Il raccrocha, glissa son téléphone dans sa poche, puis entra dans la voiture.
_ Direction Ivoire Tech, lança-t-il à son chauffeur.
Assis à l’arrière de sa berline, Laurel laissait son regard errer sur les gouttelettes qui glissaient lentement sur la vitre. Il n’écoutait plus vraiment les bruits de la ville qui s’éveillait, ni le ronronnement régulier du moteur. Son esprit, lui, était déjà loin.
La réunion de famille.
Encore une fois, il devrait faire semblant. Rentrer dans ce cercle qui ne l’avait jamais accueilli pleinement.
Il n’avait jamais eu sa place. Pas vraiment. Il était le rappel vivant d’une infidélité, d’un écart de conduite que son père n’avait jamais pris la peine de cacher. La femme de ce dernier l’avait toujours détesté. Elle ne l’avait jamais regardé autrement que comme "le fruit d’une erreur". Et elle ne s’en était jamais cachée
Pour elle, il n’était pas un fils. Il était une erreur.
Elle n’avait jamais accepté qu’il l’appel “ maman” elle avait déjà été obligé de l’élever alors elle ne pouvait pas s’infliger le sort de l’écouter l’appeler ainsi
Son père ? Absent. Toujours occupé, toujours en voyage, il ne le voyait jamais deux fois le même mois
Alors, Laurel avait appris à faire taire sa douleur. À l’enfouir profondément. Il ne voulait pas déranger. Pas Alec. C’était sa mère, après tout. Et même si elle le haïssait, lui l’aimait trop pour lui imposer ce poids.
Alec… Le seul qui lui ait offert un semblant de normalité. Une forme d’amour stable, discret, mais solide. Il l’avait protégé, conseillé, même quand il n’en avait rien demandé. Et Benjamin, leur petit frère, avec sa candeur et sa joie de vivre, avait toujours su le faire sourire, sans effort, sans jugement.
Avec eux deux seulement, Laurel se sentait à sa place. Aimé, pour ce qu’il était, pas pour ce qu’il représentait.
Il se souvint encore du jour de l’ouverture du testament.
Son père avait choisi de répartir équitablement ses biens entre ses trois fils. Pas de distinction. Pas de clause discriminante.
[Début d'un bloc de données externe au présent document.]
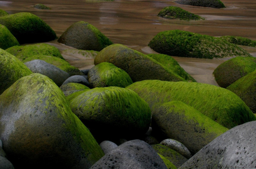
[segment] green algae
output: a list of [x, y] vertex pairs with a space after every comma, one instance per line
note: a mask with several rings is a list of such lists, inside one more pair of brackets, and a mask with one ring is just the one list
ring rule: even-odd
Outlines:
[[0, 17], [0, 24], [6, 26], [20, 44], [48, 42], [57, 38], [45, 22], [28, 12]]
[[205, 19], [204, 18], [194, 14], [192, 14], [183, 9], [179, 7], [167, 7], [161, 10], [159, 12], [158, 16], [169, 19], [180, 19], [189, 21], [192, 20], [200, 20]]
[[0, 49], [0, 94], [20, 78], [32, 73], [15, 57]]
[[161, 32], [148, 46], [169, 56], [212, 59], [251, 56], [241, 48], [220, 38], [180, 30]]
[[126, 87], [137, 93], [153, 111], [163, 103], [179, 101], [229, 129], [256, 120], [249, 108], [232, 92], [197, 83], [146, 80]]
[[35, 55], [52, 56], [64, 59], [57, 48], [46, 44], [40, 43], [22, 46], [15, 46], [9, 48], [5, 51], [16, 56], [21, 61], [24, 61], [28, 58]]
[[16, 45], [19, 45], [16, 38], [7, 28], [0, 24], [0, 48], [5, 50]]
[[125, 88], [133, 83], [124, 70], [107, 62], [102, 62], [91, 68], [88, 73], [88, 78], [89, 83], [94, 88]]
[[178, 62], [171, 56], [163, 54], [149, 54], [147, 56], [161, 63], [168, 69], [172, 70], [173, 72], [186, 81], [191, 82], [196, 81], [194, 78], [180, 66]]

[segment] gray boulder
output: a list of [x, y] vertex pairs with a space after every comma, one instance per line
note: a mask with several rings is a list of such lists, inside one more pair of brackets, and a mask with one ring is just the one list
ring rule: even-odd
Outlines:
[[46, 76], [58, 86], [62, 86], [63, 82], [69, 77], [69, 74], [68, 73], [43, 60], [36, 60], [26, 62], [24, 64], [33, 73]]
[[127, 141], [95, 163], [91, 169], [167, 169], [153, 148], [140, 140]]

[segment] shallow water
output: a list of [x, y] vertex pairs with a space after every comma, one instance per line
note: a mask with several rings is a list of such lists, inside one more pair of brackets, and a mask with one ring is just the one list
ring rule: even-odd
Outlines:
[[[78, 21], [92, 24], [114, 43], [144, 53], [154, 52], [147, 44], [158, 32], [179, 29], [213, 36], [239, 36], [256, 40], [256, 1], [225, 0], [225, 9], [192, 7], [170, 0], [9, 0], [0, 1], [0, 9], [10, 14], [32, 13], [45, 21], [59, 37]], [[51, 10], [35, 9], [43, 3]], [[206, 18], [204, 21], [170, 20], [157, 16], [164, 7], [179, 7]], [[50, 42], [62, 50], [65, 46]], [[244, 47], [256, 56], [256, 48]], [[174, 57], [198, 82], [217, 85], [212, 72], [225, 60]], [[72, 64], [72, 61], [70, 61]], [[81, 65], [81, 68], [84, 68]]]

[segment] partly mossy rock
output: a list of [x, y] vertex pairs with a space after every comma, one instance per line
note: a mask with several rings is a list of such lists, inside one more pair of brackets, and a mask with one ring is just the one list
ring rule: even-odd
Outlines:
[[147, 80], [134, 83], [126, 88], [137, 93], [152, 111], [163, 103], [179, 101], [229, 129], [256, 120], [251, 111], [238, 96], [213, 85]]
[[163, 54], [149, 54], [147, 56], [153, 58], [159, 62], [168, 69], [172, 70], [177, 74], [188, 81], [195, 82], [194, 79], [188, 73], [180, 66], [175, 59], [171, 56]]
[[15, 56], [0, 49], [0, 95], [19, 79], [32, 73]]
[[51, 8], [49, 8], [49, 7], [47, 7], [44, 5], [41, 4], [36, 4], [35, 5], [34, 5], [33, 7], [35, 8], [38, 9], [51, 9]]
[[0, 48], [5, 50], [16, 45], [19, 45], [16, 38], [7, 28], [0, 24]]
[[104, 155], [62, 92], [40, 74], [0, 95], [0, 138], [17, 168], [89, 168]]
[[253, 113], [256, 113], [256, 69], [227, 88], [243, 100]]
[[223, 8], [225, 6], [220, 0], [176, 0], [174, 2], [180, 4], [198, 7]]
[[0, 17], [0, 24], [7, 27], [20, 44], [47, 42], [57, 38], [55, 32], [45, 21], [30, 13]]
[[180, 30], [161, 32], [148, 46], [159, 53], [189, 58], [251, 56], [245, 50], [225, 40]]
[[35, 55], [52, 56], [64, 59], [57, 48], [46, 44], [15, 46], [9, 48], [5, 51], [16, 56], [21, 61]]
[[224, 36], [220, 37], [220, 38], [238, 45], [256, 47], [256, 40], [252, 40], [246, 37], [235, 36]]
[[68, 73], [70, 76], [84, 75], [78, 68], [71, 65], [68, 62], [64, 59], [57, 57], [45, 55], [34, 55], [22, 60], [22, 62], [25, 63], [37, 59], [44, 60], [48, 63], [59, 67]]
[[88, 81], [93, 88], [125, 88], [133, 83], [130, 77], [124, 70], [107, 62], [102, 62], [91, 68], [88, 72]]
[[90, 23], [79, 21], [70, 26], [58, 42], [78, 49], [100, 51], [113, 43]]
[[147, 104], [127, 89], [94, 88], [69, 102], [73, 113], [97, 137], [142, 134], [150, 123], [151, 112]]
[[110, 45], [99, 53], [94, 64], [102, 62], [111, 63], [124, 70], [133, 82], [147, 79], [185, 81], [152, 58], [120, 44]]
[[256, 58], [237, 57], [220, 65], [213, 74], [219, 86], [226, 88], [256, 69]]
[[173, 6], [165, 7], [159, 12], [157, 16], [166, 19], [180, 19], [187, 21], [191, 20], [204, 19], [204, 18], [197, 15], [192, 14], [180, 7]]
[[228, 130], [179, 101], [164, 103], [152, 114], [154, 132], [162, 139], [172, 139], [180, 141], [193, 154]]

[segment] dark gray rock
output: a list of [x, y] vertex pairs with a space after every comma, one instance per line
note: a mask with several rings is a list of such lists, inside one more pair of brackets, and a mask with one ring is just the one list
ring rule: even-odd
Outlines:
[[153, 148], [140, 140], [127, 141], [106, 154], [91, 169], [167, 169]]
[[256, 121], [230, 130], [217, 137], [180, 169], [252, 169], [256, 166]]
[[69, 77], [69, 74], [68, 73], [43, 60], [38, 59], [24, 64], [32, 72], [46, 76], [58, 86], [60, 86]]

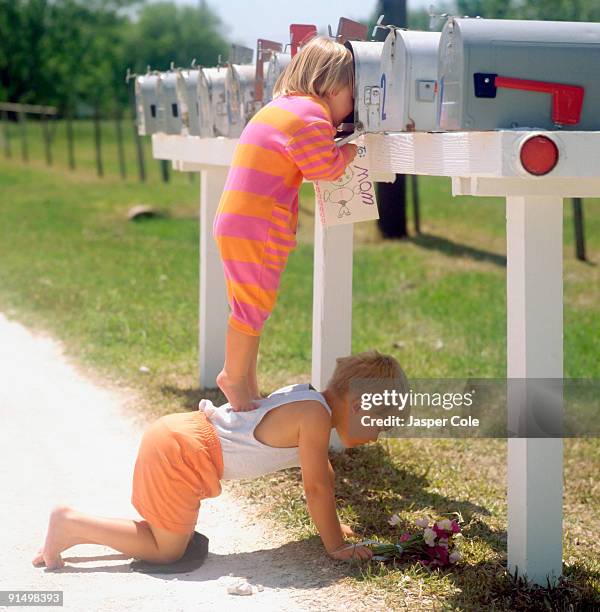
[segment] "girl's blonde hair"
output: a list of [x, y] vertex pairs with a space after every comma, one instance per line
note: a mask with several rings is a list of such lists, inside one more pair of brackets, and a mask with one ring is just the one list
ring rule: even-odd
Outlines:
[[394, 357], [378, 351], [366, 351], [348, 357], [338, 357], [327, 389], [338, 397], [343, 397], [350, 390], [352, 380], [368, 383], [367, 386], [371, 387], [377, 384], [389, 385], [391, 379], [394, 379], [401, 391], [408, 391], [406, 374]]
[[352, 52], [341, 43], [316, 36], [279, 75], [273, 97], [299, 93], [323, 98], [338, 93], [346, 85], [354, 92]]

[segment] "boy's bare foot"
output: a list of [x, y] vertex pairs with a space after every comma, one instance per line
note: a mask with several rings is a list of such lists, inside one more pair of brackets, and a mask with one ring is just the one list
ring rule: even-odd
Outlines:
[[59, 569], [64, 566], [60, 553], [78, 543], [73, 534], [74, 511], [68, 506], [58, 506], [50, 513], [44, 547], [38, 551], [32, 563], [35, 567]]
[[217, 385], [236, 412], [247, 412], [256, 408], [252, 402], [246, 377], [233, 378], [225, 370], [221, 370], [217, 376]]

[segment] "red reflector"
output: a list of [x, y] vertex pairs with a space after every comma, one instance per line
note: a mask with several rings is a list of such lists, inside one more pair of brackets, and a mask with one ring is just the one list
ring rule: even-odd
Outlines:
[[558, 147], [546, 136], [533, 136], [521, 147], [521, 164], [535, 176], [548, 174], [558, 163]]

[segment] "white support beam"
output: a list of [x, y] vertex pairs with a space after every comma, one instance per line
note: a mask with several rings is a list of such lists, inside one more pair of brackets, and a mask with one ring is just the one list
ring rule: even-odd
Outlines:
[[[506, 199], [509, 379], [563, 376], [562, 224], [560, 197]], [[513, 431], [526, 409], [509, 394]], [[509, 439], [509, 571], [542, 586], [561, 575], [562, 503], [562, 438]]]
[[229, 305], [223, 263], [212, 225], [227, 179], [227, 167], [205, 168], [200, 174], [200, 388], [216, 387], [225, 360]]
[[[354, 225], [324, 228], [315, 202], [313, 272], [313, 386], [320, 391], [335, 369], [335, 360], [352, 352], [352, 247]], [[330, 448], [344, 448], [335, 429]]]
[[312, 384], [324, 389], [337, 357], [352, 350], [352, 243], [349, 223], [324, 228], [315, 214]]

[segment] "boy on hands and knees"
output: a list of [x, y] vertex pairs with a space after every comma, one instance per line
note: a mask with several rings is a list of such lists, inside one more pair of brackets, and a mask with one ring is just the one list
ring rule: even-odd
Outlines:
[[[369, 548], [349, 543], [335, 507], [328, 450], [332, 428], [346, 446], [377, 439], [377, 428], [357, 435], [360, 400], [352, 381], [406, 381], [391, 356], [369, 351], [339, 358], [327, 388], [283, 387], [252, 411], [202, 400], [195, 412], [169, 414], [144, 433], [135, 464], [132, 503], [144, 520], [97, 517], [59, 506], [50, 516], [37, 567], [64, 565], [61, 552], [77, 544], [110, 546], [148, 563], [179, 560], [194, 535], [202, 499], [221, 492], [221, 480], [252, 478], [288, 467], [302, 470], [305, 497], [325, 551], [340, 560], [369, 559]], [[363, 433], [364, 432], [364, 433]]]

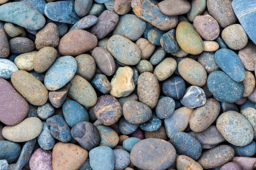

Et la tempête avait éclaté.
La femme de son père avait hurlé. Contesté.
"Comment un enfant illégitime pouvait-il avoir les mêmes privilèges que ses enfants légitimes ?"
Elle avait engagé des avocats. Menacé d’aller jusqu’au bout.
Mais Alec… Alec avait pris position.
Il lui avait dit, droit dans les yeux, que si elle ne renonçait pas, il la renierait elle.
Et elle avait tout arrêter.
Laurel n’avait jamais oublié ce geste. Il ne l’avait jamais remercié non plus. Il ne savait pas comment. Il ne savait pas mettre des mots sur ce genre de choses.
Un bref soupir lui échappa. Il jeta un coup d’œil à sa montre. 7h23.
Il se pencha vers l’avant.
_ Changement de programme, dit-il calmement.
Le chauffeur tourna légèrement la tête.
_ On ne va plus à Ivoire Tech, monsieur ?
_ Non. Conduis-moi au Palais Kora. Je veux faire un tour au complexe avant l’ouverture de la saison.
_ Bien, monsieur.
La voiture changea d’itinéraire en douceur. Laurel s’enfonça dans son siège, les paupières à demi closes.